In the poem Grendal is obviously huge.  I quote from Michael Alexander’s 1973 translation of the poem: 

‘…he grasped on their pallets

thirty warriors…’ 

and these are not ‘take aways’, he doesn’t charter a bus to take them back to his home to eat, he eats them there and then.  Respect.  I vote Grendal top monster.

And later as Beowulf waits to ambush Grendal – Grendal bursts into the hall, snatching up a warrior and immediately eats him; the poem states that he chews on the bone joints, sucks on the veins, swallows huge gobbets of flesh and completely consumes the man – hands and feet.Now that’s what I call a monster.

You knew this was leading up to something, and yes, it’s my chance to show off – showcase is what I meant to say, work I’ve been doing on the theme of Beowulf.  I picture the hero in a sort of ‘selfie’ moment, posing near the door of an outhouse where the head of Grendal is being displayed to the people.  Its digital, and one of my more finished images, the original drawing was made large on paper with pencil and scanned before being digitally coloured.

Development of the Grendal head from drawing on extreme left to overlays of colour in middle to full colour.

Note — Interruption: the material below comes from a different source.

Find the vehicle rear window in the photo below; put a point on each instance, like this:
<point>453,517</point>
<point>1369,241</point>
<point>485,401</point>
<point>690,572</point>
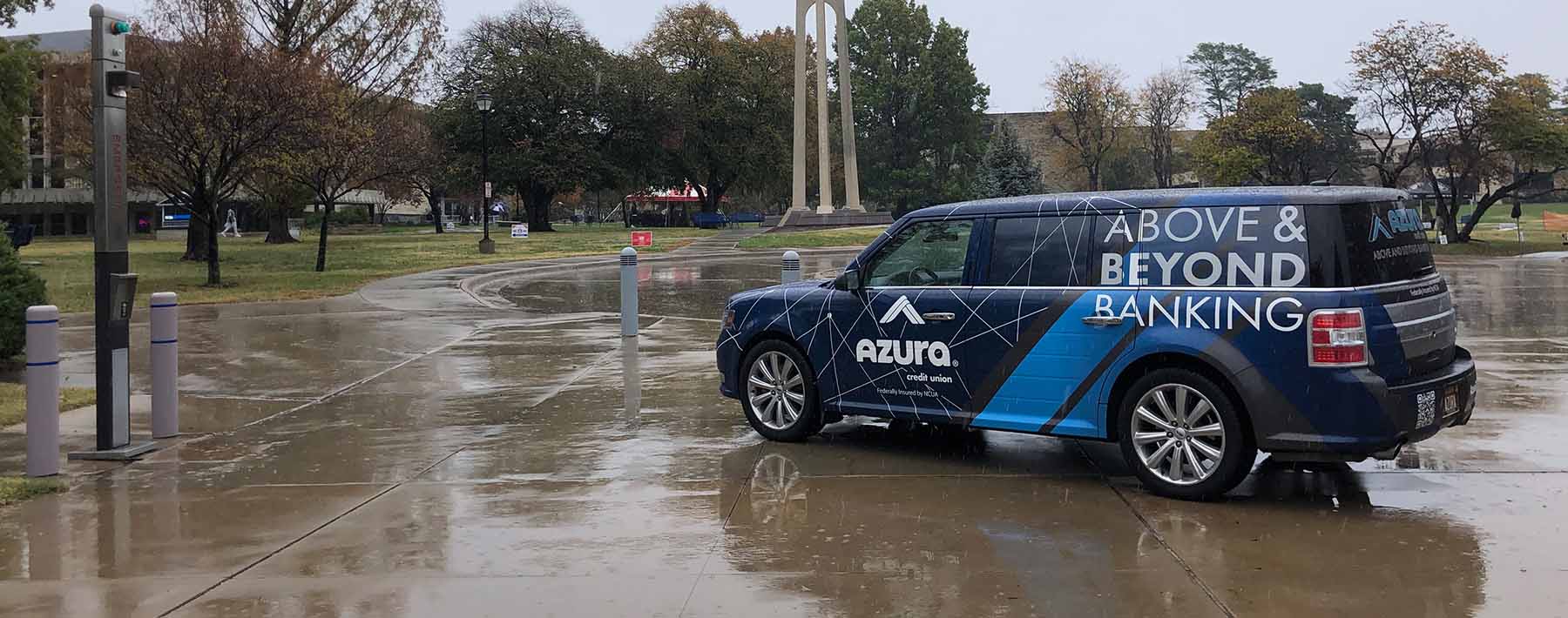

The background needs a complete rethink (that's why there isn't any) as you start off thinking you have a plan, and then you change your mind.  The main figures are okay so I'll leave them, but I need to better think out interior details, and other figures that I had initially intended to put in. 
Beowulf drawing details.

 Yes, I accept it’s a work in progress, and the background is almost non-existent, and the sword is only a place saver for want of a better one.  But it gives me incentive, if I undertake to show the more finished work – to actually do that work at some time in the future.

Work so far.  The wood in the background is just to give him something to pose against.